Environmental, social and governance (ESG) factors aren’t typically used to eliminate a type of investment from a portfolio. Instead, ESG criteria are used to compare issuers to determine which one is a better investment, relatively speaking. It is definitely possible to hold an oil company in an ESG portfolio. The oil company would just compare more favourably than its peers on environmental, social and governance criteria. It might have better environmental practices than other oil companies, for example. Or it might have more gender diversity on its board. Or a better safety record. Or it may also have alternative energy and technology projects on the go. All of these make it a better investment than another oil company—but it’s still an oil company.


Since there’s no regulator overseeing responsible investing, including the use of terms and monitoring adherence to third party standards, funds can make their own rules and decide how strict their portfolios will be. All they need to do is follow their own guidelines, which can be found in their prospectus documents.


This allows ESG investments to be labeled with a number of confusing terms such as “carbon neutral,” “climate aware,” “carbon constrained” and “low carbon.” The lack of consistency and transparency in labeling makes it difficult for investors to compare apples to apples when choosing a fund.


One low carbon fund, for example, might be heavily invested in energy and mining. Another might be invested in military companies or firearms. A third may invest in companies with coal reserves. InfluenceMap looked at one fund marketed as “fossil fuel reserves free” that was invested in thermal coal. When questioned about it, the fund managers argued “fossil fuels” referred only to oil and gas.


Do you consider coal a fossil fuel? Are you concerned with the refinement, transportation and distribution of fossil fuels, as well as their extraction? If so, it’s important to look closely at the holdings of any ESG fund. Often you’ll see the only difference from mainstream funds is a higher management fee. That was the experience of two university professors who set themselves the challenge of keeping their investments in Canada and investing in climate-friendly funds.
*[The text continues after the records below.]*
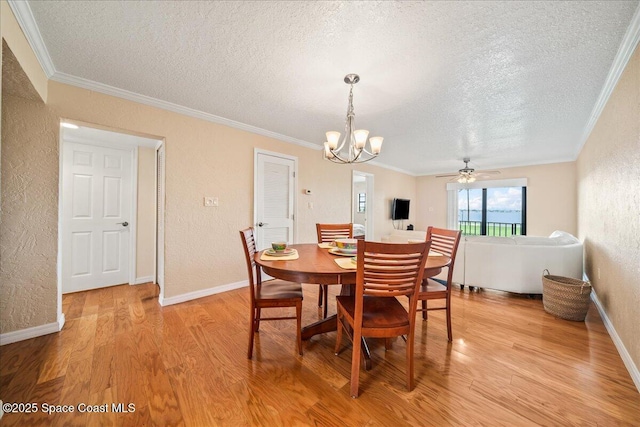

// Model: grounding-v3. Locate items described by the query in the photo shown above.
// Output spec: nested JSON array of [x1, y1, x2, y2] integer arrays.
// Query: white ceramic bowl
[[334, 238, 358, 254]]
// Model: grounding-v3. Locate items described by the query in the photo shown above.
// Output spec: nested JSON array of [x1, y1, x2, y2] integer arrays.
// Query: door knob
[[117, 221, 129, 227], [257, 222, 268, 227]]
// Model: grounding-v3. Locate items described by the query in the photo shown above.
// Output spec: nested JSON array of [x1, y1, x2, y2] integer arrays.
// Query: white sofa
[[381, 230, 584, 294], [454, 231, 583, 294], [381, 230, 427, 243]]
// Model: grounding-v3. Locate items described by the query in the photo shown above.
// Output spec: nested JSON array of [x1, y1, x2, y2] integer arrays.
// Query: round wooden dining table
[[254, 243, 451, 368]]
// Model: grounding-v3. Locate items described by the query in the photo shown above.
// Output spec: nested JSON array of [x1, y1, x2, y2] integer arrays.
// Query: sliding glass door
[[457, 186, 526, 236]]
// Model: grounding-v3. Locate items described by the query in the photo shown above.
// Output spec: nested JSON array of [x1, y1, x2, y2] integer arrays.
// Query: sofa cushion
[[549, 230, 580, 244]]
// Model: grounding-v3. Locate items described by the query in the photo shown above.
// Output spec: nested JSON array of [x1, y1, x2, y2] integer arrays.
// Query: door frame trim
[[253, 148, 298, 243]]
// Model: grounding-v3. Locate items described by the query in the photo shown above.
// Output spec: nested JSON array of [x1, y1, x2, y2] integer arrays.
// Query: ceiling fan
[[435, 158, 500, 183]]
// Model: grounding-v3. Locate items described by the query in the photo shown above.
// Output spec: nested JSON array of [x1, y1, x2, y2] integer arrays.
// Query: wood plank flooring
[[0, 282, 638, 426]]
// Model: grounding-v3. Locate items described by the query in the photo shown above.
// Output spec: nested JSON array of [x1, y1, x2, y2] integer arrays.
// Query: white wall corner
[[591, 290, 640, 393], [0, 318, 63, 346], [160, 280, 248, 307]]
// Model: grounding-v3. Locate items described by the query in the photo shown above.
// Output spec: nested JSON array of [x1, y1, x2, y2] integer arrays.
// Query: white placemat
[[318, 242, 334, 249], [334, 257, 357, 270]]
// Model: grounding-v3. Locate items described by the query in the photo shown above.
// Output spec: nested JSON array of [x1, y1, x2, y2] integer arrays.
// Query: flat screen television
[[392, 198, 410, 220]]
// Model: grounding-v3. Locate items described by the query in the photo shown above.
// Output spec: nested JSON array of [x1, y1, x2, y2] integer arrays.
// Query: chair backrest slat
[[428, 229, 459, 258], [316, 223, 353, 243], [357, 241, 431, 298], [426, 227, 462, 283], [239, 228, 259, 299]]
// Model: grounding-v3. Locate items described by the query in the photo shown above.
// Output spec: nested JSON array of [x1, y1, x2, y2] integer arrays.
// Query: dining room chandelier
[[323, 74, 383, 164]]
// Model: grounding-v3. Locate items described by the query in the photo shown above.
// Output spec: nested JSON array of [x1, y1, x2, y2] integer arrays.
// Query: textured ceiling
[[21, 1, 640, 175]]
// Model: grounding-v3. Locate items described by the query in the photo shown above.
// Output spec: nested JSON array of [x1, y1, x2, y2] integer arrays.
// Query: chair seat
[[336, 295, 409, 329], [418, 278, 447, 296], [257, 279, 303, 300]]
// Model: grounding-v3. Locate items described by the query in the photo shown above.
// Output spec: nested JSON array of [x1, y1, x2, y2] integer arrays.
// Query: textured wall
[[415, 161, 577, 236], [44, 82, 417, 299], [136, 146, 156, 279], [0, 93, 59, 333], [577, 45, 640, 370], [1, 1, 48, 102]]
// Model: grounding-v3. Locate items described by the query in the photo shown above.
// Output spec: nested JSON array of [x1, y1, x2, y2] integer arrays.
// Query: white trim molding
[[576, 3, 640, 158], [0, 313, 65, 346], [591, 291, 640, 393], [6, 2, 416, 177], [7, 0, 56, 77], [160, 280, 248, 307]]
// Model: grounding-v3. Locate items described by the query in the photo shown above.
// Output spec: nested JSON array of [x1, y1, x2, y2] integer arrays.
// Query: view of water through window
[[458, 187, 525, 236]]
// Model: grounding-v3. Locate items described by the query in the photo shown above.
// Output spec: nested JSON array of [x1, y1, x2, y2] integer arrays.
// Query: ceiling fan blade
[[435, 173, 459, 178], [476, 170, 501, 175]]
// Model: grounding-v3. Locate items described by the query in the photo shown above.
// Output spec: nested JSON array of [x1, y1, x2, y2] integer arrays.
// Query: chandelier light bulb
[[369, 136, 383, 154], [326, 131, 340, 150], [354, 129, 369, 149], [323, 142, 335, 159]]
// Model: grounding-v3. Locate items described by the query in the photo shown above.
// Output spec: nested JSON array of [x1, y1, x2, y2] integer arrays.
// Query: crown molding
[[7, 0, 55, 77], [51, 71, 323, 149], [49, 71, 418, 176], [575, 2, 640, 158]]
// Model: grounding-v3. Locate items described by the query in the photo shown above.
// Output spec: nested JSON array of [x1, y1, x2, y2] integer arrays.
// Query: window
[[357, 193, 366, 213], [447, 179, 527, 236]]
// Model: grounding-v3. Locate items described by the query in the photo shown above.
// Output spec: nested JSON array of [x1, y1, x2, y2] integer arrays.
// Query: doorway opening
[[352, 171, 374, 240], [57, 121, 165, 321]]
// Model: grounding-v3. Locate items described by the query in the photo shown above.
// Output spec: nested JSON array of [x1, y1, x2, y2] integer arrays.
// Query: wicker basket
[[542, 270, 592, 321]]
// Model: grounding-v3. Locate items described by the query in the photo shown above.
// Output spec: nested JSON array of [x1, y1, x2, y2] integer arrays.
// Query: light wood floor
[[1, 282, 638, 426]]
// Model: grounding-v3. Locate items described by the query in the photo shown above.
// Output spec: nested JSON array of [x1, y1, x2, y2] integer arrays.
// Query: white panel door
[[62, 142, 132, 293], [255, 152, 296, 251]]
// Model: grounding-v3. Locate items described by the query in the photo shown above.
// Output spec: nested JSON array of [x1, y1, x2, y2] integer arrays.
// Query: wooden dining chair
[[416, 226, 462, 342], [315, 223, 353, 318], [239, 227, 304, 358], [335, 240, 431, 398]]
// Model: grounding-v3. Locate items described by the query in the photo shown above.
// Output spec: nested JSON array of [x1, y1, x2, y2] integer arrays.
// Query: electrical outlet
[[204, 197, 219, 207]]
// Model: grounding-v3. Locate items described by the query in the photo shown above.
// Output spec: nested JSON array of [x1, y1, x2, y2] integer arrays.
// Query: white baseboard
[[0, 312, 65, 346], [58, 313, 66, 331], [160, 280, 248, 307], [591, 291, 640, 392], [132, 276, 155, 285]]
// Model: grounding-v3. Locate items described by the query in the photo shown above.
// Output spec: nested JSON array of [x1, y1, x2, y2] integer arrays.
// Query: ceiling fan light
[[468, 176, 476, 183]]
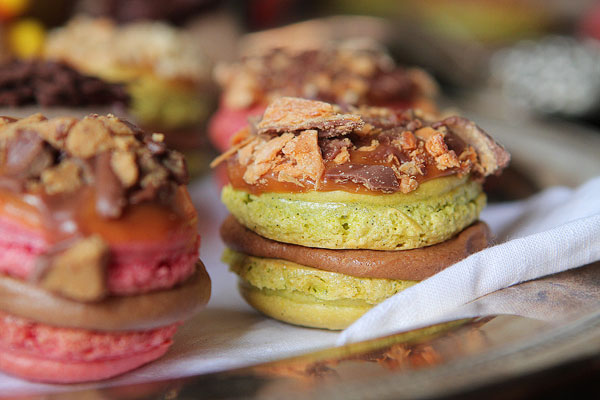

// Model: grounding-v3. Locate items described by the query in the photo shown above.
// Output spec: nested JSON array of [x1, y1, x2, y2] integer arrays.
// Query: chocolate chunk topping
[[0, 60, 129, 107], [95, 152, 126, 218], [324, 164, 400, 193], [1, 129, 54, 179], [321, 138, 352, 161]]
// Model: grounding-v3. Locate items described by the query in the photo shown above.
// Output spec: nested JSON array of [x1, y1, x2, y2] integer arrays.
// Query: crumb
[[41, 160, 82, 195]]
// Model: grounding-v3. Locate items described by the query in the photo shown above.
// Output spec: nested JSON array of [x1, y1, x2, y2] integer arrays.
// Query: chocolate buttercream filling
[[0, 261, 210, 331], [221, 216, 490, 281]]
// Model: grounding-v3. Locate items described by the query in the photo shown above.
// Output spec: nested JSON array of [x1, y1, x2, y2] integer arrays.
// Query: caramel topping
[[215, 97, 510, 195], [0, 185, 197, 245]]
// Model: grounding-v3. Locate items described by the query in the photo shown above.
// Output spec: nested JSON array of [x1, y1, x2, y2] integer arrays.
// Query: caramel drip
[[0, 186, 197, 245]]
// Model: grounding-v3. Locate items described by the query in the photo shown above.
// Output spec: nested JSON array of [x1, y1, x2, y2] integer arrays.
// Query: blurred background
[[1, 0, 599, 197]]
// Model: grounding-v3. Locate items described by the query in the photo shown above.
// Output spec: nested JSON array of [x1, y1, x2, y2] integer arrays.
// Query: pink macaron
[[0, 113, 210, 383]]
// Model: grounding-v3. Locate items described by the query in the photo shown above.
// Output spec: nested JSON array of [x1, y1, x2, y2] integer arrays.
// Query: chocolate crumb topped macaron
[[209, 39, 437, 151], [0, 113, 210, 382], [214, 97, 509, 330]]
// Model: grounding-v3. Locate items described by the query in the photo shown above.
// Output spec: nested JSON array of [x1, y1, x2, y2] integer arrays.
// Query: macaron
[[44, 16, 215, 177], [0, 113, 210, 382], [214, 97, 508, 329], [209, 39, 438, 152]]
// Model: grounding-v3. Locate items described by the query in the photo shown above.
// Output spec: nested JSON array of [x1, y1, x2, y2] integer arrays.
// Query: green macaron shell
[[224, 249, 417, 305], [221, 175, 486, 250]]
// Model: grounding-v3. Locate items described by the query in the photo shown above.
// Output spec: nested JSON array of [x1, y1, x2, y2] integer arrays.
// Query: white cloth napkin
[[338, 176, 600, 344], [1, 177, 599, 396]]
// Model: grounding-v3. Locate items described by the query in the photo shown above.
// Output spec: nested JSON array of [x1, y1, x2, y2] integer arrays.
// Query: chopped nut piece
[[399, 161, 422, 176], [357, 140, 379, 152], [38, 235, 109, 302], [436, 151, 460, 170], [98, 114, 134, 136], [400, 175, 418, 193], [29, 117, 78, 148], [354, 123, 375, 136], [152, 133, 165, 142], [425, 133, 448, 157], [66, 117, 113, 158], [41, 159, 82, 195], [113, 135, 138, 151], [400, 131, 417, 150], [110, 151, 138, 188], [415, 126, 438, 141]]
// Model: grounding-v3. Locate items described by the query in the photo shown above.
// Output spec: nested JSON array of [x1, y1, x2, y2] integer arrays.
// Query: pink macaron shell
[[0, 310, 179, 383], [0, 217, 45, 279], [0, 216, 199, 295], [0, 342, 171, 383], [208, 102, 267, 152], [0, 310, 179, 362], [108, 236, 200, 295]]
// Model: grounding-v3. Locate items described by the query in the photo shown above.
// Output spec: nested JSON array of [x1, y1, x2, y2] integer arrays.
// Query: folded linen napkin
[[338, 176, 600, 344]]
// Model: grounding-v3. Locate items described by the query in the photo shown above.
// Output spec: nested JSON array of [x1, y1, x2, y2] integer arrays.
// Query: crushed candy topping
[[0, 113, 188, 218], [214, 97, 510, 194], [215, 39, 437, 109]]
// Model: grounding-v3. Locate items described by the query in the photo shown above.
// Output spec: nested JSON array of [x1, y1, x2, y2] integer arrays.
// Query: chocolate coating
[[221, 216, 490, 280], [0, 261, 210, 331]]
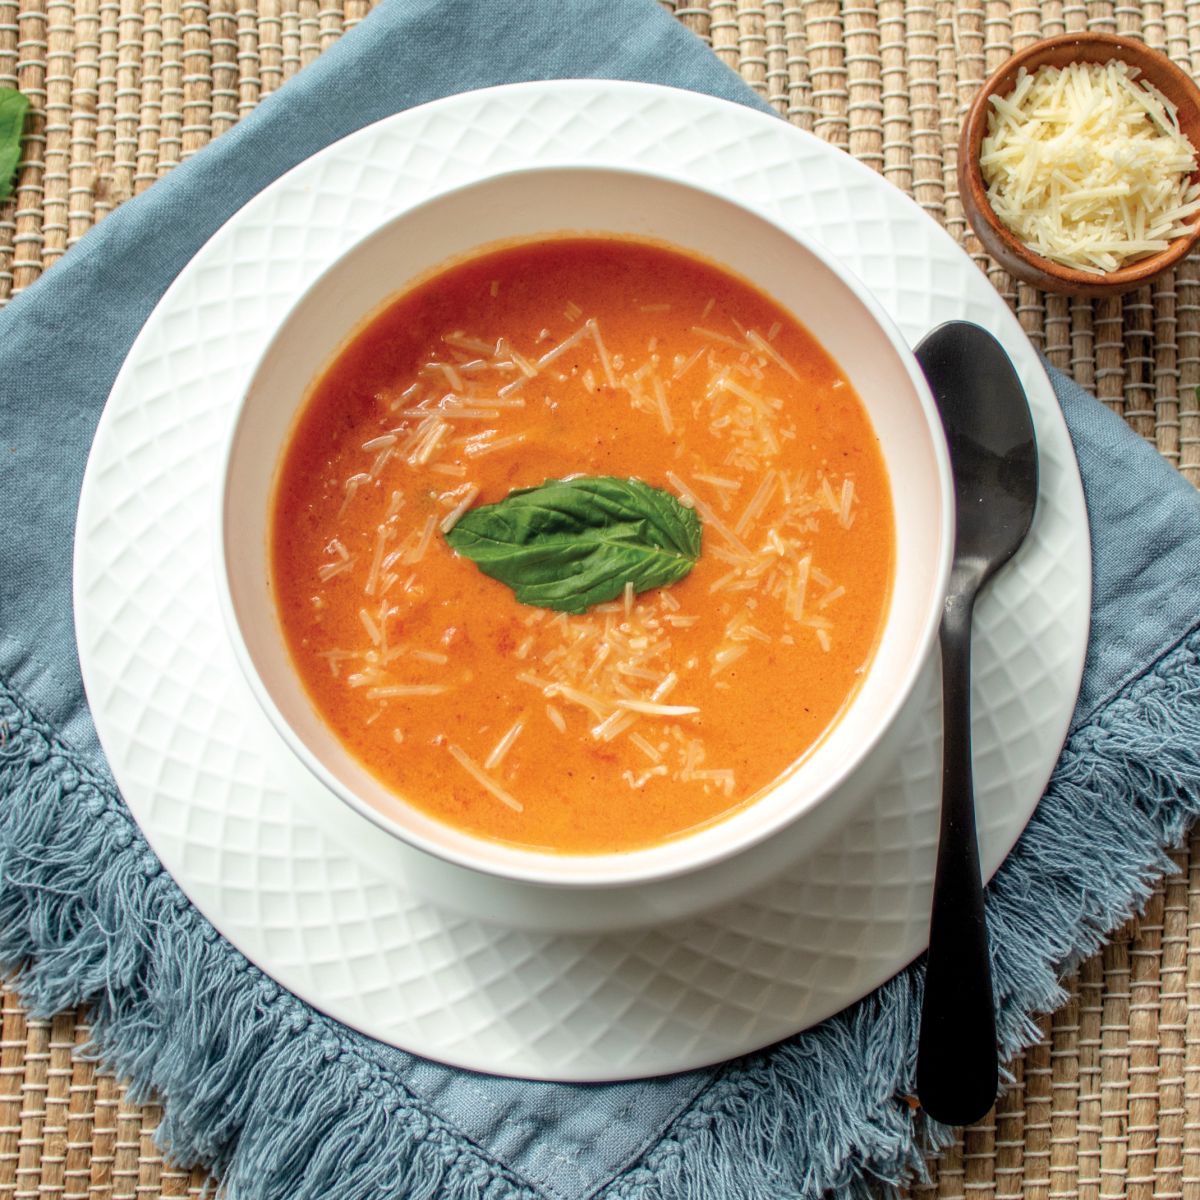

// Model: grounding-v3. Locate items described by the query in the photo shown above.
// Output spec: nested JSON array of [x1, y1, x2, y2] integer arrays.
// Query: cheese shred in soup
[[271, 239, 895, 855]]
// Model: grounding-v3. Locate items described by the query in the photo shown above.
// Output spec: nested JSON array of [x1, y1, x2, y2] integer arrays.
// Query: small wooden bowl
[[959, 33, 1200, 298]]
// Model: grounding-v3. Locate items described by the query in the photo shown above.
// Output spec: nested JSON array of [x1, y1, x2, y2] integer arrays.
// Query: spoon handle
[[917, 588, 998, 1127]]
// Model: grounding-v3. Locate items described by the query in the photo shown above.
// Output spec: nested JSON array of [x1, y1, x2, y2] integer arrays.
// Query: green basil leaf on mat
[[0, 88, 28, 202], [445, 476, 703, 614]]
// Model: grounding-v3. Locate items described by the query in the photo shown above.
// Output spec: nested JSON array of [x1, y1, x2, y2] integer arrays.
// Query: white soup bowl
[[215, 166, 954, 902]]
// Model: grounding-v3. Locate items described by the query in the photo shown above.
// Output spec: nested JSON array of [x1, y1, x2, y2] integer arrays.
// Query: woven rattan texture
[[0, 0, 1197, 1194]]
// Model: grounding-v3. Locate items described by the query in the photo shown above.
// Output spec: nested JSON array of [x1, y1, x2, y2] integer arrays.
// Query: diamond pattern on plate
[[74, 81, 1090, 1081]]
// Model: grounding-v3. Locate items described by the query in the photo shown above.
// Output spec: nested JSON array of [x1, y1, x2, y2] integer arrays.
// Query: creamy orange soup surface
[[271, 238, 895, 855]]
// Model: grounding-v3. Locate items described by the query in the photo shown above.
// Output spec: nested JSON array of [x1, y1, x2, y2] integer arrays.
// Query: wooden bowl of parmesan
[[960, 33, 1200, 297]]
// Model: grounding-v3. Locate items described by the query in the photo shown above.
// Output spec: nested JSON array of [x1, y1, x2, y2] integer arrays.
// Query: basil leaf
[[0, 88, 27, 202], [445, 476, 702, 614]]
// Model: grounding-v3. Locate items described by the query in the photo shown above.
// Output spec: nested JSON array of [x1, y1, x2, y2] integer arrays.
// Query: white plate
[[73, 81, 1090, 1082]]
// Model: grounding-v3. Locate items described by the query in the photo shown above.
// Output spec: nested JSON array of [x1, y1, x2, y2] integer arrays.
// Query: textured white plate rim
[[211, 159, 957, 890], [72, 79, 1091, 1080]]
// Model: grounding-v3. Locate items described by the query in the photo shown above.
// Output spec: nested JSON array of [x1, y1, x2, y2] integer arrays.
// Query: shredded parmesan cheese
[[485, 718, 525, 769], [982, 60, 1200, 273], [614, 699, 700, 716], [448, 744, 523, 811], [366, 684, 449, 698], [439, 486, 480, 534]]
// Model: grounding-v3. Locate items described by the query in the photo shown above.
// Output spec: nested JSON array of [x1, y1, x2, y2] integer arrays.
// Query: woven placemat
[[0, 0, 1197, 1195]]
When they compared XIU, the largest Canadian ETF, with XESG, a Canadian ESG fund, they found both funds invested close to 15% in the energy sector and their third-largest holding was oil and gas transportation company Enbridge.


The best approach to ensuring your portfolio is fossil fuel free—according to your definition, and not simply a fund prospectus—is to develop a close relationship with a portfolio manager. As your responsible investment steward, your portfolio manager will be very familiar with your values and will select your investments based on your very specific exclusion criteria, all the while ensuring your portfolio is constructed to deliver a reasonable risk and return.